“Cuando comenzó la situación del COVID-19, nunca volví a saber de mi jefe. Dejaron de trabajar, nunca nos llamaron, nunca nos enviaron mensajes de texto ”, dice Roselin Garcés, de 31 años, una refugiada venezolana en Ecuador.
Sin trabajo, Roselin luchó por pagar lo básico.
“En un momento, no teníamos dinero, ni siquiera para comprar algo de comer. … Sé que es una crisis global, pero el miedo fue una de las cosas que más me afectó ”.
Ecuador tiene la segunda tasa de infección por COVID-19 más alta de la región después de Brasil y la tasa de mortalidad más alta. Según datos oficiales, 3,600 personas en Ecuador han muerto por el virus al 9 de junio, pero un funcionario del gobierno ha dicho que la cifra es baja debido a la falta de pruebas. Un análisis por The New York Times sugiere que el número de muertos en Ecuador es 15 veces mayor que lo que informan las cifras del gobierno.
Los informes noticiosos incluyen historias de hospitales desbordados y cadáveres amontonados en las calles, particularmente en Guayaquil, hogar del 70 por ciento de los casos de COVID-19 del país, y donde Roselin vivía y trabajaba.
“La situación en Guayaquil era horrible”, dice Roselin. "No dormí. Pensé que ya no volvería a ver a mi hija, que no podría salir de allí ”.

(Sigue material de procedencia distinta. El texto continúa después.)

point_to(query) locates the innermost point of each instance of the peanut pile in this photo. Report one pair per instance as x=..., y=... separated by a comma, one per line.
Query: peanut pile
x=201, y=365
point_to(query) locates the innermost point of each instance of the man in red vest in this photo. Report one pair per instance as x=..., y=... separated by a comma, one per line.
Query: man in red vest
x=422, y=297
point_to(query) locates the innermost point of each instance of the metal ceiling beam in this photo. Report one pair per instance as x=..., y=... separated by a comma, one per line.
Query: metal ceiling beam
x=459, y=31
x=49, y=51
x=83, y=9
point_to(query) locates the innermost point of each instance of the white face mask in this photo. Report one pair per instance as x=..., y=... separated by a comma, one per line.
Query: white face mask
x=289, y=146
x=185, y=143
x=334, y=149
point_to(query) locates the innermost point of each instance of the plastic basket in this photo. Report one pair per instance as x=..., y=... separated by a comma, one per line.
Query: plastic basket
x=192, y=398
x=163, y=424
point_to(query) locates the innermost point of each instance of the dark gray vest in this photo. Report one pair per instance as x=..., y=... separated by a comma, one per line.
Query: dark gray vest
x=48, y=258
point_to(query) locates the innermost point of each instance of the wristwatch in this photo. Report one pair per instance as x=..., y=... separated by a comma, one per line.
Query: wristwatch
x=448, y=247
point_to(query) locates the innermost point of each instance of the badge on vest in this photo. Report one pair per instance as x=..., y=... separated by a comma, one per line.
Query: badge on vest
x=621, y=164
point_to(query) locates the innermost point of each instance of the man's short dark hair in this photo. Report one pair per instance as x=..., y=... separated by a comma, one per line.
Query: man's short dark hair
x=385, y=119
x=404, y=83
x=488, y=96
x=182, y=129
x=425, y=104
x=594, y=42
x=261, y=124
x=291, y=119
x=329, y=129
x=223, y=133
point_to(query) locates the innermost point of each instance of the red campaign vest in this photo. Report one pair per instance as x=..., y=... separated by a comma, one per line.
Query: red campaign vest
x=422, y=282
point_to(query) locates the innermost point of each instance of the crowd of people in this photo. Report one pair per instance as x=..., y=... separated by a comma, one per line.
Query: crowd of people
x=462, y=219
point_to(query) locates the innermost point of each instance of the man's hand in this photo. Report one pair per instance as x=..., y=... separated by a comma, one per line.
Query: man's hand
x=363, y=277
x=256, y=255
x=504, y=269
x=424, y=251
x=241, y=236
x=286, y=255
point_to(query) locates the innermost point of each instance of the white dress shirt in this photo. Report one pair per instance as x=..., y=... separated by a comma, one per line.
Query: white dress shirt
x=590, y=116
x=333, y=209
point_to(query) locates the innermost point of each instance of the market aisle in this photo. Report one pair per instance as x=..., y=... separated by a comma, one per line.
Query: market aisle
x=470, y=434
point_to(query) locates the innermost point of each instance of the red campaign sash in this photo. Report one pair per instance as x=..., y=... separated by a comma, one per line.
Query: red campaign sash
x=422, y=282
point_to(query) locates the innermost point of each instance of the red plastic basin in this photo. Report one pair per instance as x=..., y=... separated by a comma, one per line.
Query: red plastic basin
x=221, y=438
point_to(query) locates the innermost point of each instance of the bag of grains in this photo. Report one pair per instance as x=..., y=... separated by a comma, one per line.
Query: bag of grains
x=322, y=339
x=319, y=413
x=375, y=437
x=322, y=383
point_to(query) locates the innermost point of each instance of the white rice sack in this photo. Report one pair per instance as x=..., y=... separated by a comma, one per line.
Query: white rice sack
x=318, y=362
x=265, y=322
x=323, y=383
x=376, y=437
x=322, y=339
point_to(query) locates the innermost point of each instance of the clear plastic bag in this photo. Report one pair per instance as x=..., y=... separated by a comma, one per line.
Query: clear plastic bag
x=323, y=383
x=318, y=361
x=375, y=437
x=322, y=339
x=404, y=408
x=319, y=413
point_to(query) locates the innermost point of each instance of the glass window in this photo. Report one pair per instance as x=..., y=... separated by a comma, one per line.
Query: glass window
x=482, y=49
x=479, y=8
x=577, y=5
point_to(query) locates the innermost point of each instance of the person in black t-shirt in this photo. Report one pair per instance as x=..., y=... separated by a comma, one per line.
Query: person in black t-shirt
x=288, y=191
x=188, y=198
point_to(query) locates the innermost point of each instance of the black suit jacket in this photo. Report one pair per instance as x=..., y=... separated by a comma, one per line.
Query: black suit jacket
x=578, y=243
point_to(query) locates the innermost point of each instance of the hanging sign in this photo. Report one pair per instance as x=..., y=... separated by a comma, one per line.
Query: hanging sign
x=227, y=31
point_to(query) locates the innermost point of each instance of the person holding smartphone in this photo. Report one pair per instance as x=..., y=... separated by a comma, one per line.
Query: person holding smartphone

La hija de Roselin, Anarela, de 13 años, se estaba quedando con familiares en Quito, la capital del país. Decidió vender sus pertenencias y emprender el viaje para reunirse con su hija. Junto con un grupo de otros migrantes, Roselin caminó las 250 millas desde Guayaquil a Quito. El grupo a menudo se detenía en las estaciones de servicio para ducharse o dormir y confiaba en el apoyo de extraños en el camino.